Der Aufstieg zum Königsmacher
Die amerikanischen Sanktionen veranlassten Peewski zur Flucht nach vorne. Mit dem Ziel, sie loszuwerden, ging er in die öffentliche Politik. Er errang die Macht über die vor allem von der türkischen Minderheit unterstützte Bewegung für Rechte und Freiheiten (DPS); diese Partei hat für ihn den Vorteil, dass sie über klientelistische Netzwerke in den ärmsten Regionen des Landes eine sichere Wählerbasis garantieren kann.
Seit Russlands Überfall auf die Ukraine positioniert sich Peewski als entschieden prowestlich.
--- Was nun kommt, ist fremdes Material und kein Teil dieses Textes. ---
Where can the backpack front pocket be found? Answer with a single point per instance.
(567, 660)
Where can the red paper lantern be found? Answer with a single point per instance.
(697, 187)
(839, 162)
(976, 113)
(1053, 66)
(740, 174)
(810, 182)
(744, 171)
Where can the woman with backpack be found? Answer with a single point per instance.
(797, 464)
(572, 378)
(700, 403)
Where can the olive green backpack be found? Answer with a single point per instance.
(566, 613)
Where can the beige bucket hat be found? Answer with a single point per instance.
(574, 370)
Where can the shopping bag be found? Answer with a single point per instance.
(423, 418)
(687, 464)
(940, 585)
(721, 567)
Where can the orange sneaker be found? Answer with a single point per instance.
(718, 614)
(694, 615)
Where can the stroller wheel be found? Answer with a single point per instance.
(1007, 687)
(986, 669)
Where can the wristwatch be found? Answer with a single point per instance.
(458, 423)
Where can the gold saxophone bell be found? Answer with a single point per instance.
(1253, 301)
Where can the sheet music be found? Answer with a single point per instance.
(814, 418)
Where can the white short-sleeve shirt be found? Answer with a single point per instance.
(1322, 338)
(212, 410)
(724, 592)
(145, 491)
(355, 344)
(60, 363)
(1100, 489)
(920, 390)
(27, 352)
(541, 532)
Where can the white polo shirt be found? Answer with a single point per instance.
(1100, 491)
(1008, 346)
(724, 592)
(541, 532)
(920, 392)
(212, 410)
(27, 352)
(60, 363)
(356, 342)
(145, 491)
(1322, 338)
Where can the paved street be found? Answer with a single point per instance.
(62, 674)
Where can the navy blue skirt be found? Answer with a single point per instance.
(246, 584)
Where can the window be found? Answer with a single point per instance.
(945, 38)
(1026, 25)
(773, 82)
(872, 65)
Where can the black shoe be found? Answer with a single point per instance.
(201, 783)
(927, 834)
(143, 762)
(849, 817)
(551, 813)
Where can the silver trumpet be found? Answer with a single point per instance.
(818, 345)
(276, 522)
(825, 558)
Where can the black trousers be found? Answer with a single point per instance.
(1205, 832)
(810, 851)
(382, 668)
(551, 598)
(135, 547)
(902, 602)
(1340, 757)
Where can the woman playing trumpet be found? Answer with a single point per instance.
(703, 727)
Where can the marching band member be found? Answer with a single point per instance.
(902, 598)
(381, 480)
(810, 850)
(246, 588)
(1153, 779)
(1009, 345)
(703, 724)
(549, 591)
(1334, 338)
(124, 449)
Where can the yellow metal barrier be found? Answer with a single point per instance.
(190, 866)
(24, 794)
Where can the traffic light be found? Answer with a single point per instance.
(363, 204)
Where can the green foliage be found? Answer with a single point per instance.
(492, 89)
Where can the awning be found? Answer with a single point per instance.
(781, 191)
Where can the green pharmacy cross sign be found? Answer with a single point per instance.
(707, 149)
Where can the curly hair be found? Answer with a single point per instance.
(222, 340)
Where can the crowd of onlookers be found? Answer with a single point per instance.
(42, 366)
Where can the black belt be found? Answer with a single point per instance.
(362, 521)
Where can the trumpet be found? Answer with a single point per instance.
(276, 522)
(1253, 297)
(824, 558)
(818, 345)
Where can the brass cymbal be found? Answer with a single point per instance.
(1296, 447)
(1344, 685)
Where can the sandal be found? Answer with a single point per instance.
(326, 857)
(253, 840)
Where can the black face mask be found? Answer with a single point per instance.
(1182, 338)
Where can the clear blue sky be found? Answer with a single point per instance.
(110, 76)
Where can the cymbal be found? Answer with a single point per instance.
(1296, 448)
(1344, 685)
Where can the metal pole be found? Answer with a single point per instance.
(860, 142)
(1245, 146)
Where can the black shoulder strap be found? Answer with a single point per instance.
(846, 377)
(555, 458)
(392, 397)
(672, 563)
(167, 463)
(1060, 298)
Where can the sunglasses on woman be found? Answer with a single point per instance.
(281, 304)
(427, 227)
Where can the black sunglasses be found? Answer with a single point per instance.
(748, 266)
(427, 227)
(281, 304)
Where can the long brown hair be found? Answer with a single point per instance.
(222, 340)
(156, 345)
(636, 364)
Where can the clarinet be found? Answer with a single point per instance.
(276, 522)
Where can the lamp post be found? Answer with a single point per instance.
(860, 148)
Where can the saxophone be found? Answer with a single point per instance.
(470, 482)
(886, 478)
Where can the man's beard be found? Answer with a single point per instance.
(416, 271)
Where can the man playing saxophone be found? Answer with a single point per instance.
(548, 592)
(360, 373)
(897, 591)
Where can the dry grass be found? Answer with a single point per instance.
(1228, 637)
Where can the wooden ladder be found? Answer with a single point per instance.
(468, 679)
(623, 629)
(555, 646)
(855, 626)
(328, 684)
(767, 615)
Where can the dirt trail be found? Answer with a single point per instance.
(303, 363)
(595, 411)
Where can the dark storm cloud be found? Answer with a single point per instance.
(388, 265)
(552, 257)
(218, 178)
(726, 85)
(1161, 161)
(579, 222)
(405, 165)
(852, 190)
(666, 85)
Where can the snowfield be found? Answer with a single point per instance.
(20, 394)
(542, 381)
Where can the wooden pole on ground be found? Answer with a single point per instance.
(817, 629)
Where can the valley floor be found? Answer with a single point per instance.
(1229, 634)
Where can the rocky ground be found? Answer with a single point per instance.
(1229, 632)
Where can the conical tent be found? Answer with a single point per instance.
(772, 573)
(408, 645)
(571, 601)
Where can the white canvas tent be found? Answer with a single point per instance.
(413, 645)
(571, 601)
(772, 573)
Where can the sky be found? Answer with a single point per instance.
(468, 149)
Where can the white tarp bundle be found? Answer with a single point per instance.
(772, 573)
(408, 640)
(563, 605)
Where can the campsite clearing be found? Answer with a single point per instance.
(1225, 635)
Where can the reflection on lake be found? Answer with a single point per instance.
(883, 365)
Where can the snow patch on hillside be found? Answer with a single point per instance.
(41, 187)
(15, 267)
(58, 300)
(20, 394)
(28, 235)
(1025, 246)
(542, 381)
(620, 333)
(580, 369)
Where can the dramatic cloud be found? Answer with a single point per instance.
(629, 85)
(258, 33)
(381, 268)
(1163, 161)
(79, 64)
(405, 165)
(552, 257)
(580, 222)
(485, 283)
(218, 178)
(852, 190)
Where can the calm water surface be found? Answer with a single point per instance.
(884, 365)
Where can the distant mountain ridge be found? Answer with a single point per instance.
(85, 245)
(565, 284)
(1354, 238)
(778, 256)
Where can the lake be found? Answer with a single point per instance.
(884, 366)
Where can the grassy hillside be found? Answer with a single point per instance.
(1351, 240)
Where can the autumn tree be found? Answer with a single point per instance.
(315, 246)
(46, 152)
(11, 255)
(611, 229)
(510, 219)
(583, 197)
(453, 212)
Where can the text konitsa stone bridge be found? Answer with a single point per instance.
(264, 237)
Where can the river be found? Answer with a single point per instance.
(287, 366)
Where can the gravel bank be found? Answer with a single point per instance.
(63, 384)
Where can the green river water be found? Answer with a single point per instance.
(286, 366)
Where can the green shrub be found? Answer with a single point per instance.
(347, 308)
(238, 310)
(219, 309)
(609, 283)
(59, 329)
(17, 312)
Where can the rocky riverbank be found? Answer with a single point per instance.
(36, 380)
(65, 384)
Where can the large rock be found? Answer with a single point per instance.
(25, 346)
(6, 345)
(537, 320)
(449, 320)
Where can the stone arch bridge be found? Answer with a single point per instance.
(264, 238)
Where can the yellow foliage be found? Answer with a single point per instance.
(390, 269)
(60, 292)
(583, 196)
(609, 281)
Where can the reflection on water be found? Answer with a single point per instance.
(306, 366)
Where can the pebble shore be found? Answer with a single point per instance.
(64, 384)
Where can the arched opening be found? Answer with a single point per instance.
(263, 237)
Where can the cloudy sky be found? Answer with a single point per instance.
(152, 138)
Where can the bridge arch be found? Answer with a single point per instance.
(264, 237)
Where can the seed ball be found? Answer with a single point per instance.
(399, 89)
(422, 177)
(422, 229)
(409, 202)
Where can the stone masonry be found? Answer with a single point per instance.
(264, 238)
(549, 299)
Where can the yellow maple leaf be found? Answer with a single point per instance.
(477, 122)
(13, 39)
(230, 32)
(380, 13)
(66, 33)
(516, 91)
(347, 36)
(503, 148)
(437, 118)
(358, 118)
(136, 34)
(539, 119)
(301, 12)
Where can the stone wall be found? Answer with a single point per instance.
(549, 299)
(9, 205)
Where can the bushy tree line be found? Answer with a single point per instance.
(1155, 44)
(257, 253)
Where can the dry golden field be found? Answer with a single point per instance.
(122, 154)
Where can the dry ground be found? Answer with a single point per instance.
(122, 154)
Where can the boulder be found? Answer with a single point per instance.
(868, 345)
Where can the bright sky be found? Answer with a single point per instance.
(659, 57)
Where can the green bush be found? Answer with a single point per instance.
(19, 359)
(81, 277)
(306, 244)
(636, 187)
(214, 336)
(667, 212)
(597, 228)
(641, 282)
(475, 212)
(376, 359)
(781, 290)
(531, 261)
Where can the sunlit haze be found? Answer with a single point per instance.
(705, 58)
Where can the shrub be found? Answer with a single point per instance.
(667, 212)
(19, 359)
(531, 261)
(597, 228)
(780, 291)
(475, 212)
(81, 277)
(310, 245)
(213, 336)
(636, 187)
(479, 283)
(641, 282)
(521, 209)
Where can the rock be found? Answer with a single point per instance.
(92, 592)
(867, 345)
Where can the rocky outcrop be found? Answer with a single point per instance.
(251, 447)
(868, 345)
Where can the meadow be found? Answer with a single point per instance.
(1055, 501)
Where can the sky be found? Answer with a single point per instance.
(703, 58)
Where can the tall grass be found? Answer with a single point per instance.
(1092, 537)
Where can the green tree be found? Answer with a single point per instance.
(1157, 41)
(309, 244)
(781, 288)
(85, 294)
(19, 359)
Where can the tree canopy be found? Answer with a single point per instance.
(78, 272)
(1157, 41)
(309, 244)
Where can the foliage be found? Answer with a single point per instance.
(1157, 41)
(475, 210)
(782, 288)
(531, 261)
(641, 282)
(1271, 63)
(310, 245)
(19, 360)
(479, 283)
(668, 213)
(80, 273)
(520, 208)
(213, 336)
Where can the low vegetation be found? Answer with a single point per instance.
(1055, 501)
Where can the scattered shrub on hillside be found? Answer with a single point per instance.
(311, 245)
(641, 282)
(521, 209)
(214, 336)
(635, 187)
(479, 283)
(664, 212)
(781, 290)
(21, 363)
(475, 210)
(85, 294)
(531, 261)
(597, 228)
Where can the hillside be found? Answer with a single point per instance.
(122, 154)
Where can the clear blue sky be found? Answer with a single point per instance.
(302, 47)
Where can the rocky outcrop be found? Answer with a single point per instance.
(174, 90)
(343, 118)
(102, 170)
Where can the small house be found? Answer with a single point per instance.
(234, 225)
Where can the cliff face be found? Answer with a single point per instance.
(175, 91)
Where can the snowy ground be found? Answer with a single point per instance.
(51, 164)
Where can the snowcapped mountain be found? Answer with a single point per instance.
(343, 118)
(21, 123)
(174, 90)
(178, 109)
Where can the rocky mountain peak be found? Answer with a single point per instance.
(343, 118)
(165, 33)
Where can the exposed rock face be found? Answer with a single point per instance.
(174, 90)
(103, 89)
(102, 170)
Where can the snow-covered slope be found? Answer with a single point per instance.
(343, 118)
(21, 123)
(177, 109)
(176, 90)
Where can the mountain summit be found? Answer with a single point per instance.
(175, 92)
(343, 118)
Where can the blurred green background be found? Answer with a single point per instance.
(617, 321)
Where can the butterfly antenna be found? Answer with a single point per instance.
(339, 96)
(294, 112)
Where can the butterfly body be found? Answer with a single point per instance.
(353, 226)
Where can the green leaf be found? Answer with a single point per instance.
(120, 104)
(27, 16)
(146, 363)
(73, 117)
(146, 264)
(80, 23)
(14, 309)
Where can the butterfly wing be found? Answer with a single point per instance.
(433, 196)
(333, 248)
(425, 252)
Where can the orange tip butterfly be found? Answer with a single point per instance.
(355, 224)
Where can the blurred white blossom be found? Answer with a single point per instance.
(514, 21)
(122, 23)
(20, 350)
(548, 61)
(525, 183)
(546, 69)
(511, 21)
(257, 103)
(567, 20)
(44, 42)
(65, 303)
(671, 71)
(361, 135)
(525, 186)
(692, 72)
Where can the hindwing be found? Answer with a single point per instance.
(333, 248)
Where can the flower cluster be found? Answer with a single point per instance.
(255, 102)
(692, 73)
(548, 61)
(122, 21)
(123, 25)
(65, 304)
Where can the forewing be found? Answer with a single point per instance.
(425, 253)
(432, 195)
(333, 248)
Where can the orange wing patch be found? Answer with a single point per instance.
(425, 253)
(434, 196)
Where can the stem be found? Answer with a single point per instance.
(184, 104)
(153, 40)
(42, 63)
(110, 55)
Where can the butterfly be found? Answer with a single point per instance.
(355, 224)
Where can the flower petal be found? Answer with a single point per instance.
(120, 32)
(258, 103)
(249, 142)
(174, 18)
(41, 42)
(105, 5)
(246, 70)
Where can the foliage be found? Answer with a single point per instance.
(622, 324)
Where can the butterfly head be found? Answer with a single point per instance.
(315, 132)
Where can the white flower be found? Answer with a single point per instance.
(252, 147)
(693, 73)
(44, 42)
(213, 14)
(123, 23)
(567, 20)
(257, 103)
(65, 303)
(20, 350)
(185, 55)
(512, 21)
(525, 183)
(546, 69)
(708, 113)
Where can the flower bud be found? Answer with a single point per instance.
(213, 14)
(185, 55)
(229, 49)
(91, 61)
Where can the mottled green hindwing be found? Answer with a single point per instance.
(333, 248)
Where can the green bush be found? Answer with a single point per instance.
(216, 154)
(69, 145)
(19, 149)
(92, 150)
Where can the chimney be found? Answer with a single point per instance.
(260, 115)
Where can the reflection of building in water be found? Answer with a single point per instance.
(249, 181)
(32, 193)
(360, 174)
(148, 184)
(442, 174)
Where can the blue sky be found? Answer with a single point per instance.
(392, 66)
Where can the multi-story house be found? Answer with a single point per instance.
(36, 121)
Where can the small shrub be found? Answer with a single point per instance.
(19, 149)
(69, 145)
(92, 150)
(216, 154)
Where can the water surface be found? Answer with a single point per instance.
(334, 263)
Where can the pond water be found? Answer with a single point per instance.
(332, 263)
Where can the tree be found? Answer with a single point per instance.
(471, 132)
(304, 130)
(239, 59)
Die politische Instabilität seit Bojko Borissows Abschied von der Regierungsmacht vor vier Jahren mit sieben Parlamentswahlen ließ seinen politischen Einfluss immer weiter wachsen – bis er Anfang dieses Jahres zum Königsmacher einer Minderheitsregierung wurde. Als Partner einer Dreier-Koalition ohne eigene Mehrheit gewann Peewski Einfluss, ohne Verantwortung übernehmen zu müssen. Borissow und Peewski wurden in der bulgarischen Öffentlichkeit als Tandem wahrgenommen – in dem Peewski zunehmend die Richtung vorgab.
Ablesbar wurde das an jenem Haushaltsentwurf, der nun die Proteste auslöste: Während den Bürgern höhere Steuern und Sozialbeiträge aufgebürdet wurden, gab es für die Staatsbediensteten in den Institutionen, auf die Peewski Einfluss hat, vor allem in den Sicherheitskräften, üppige Lohnerhöhungen.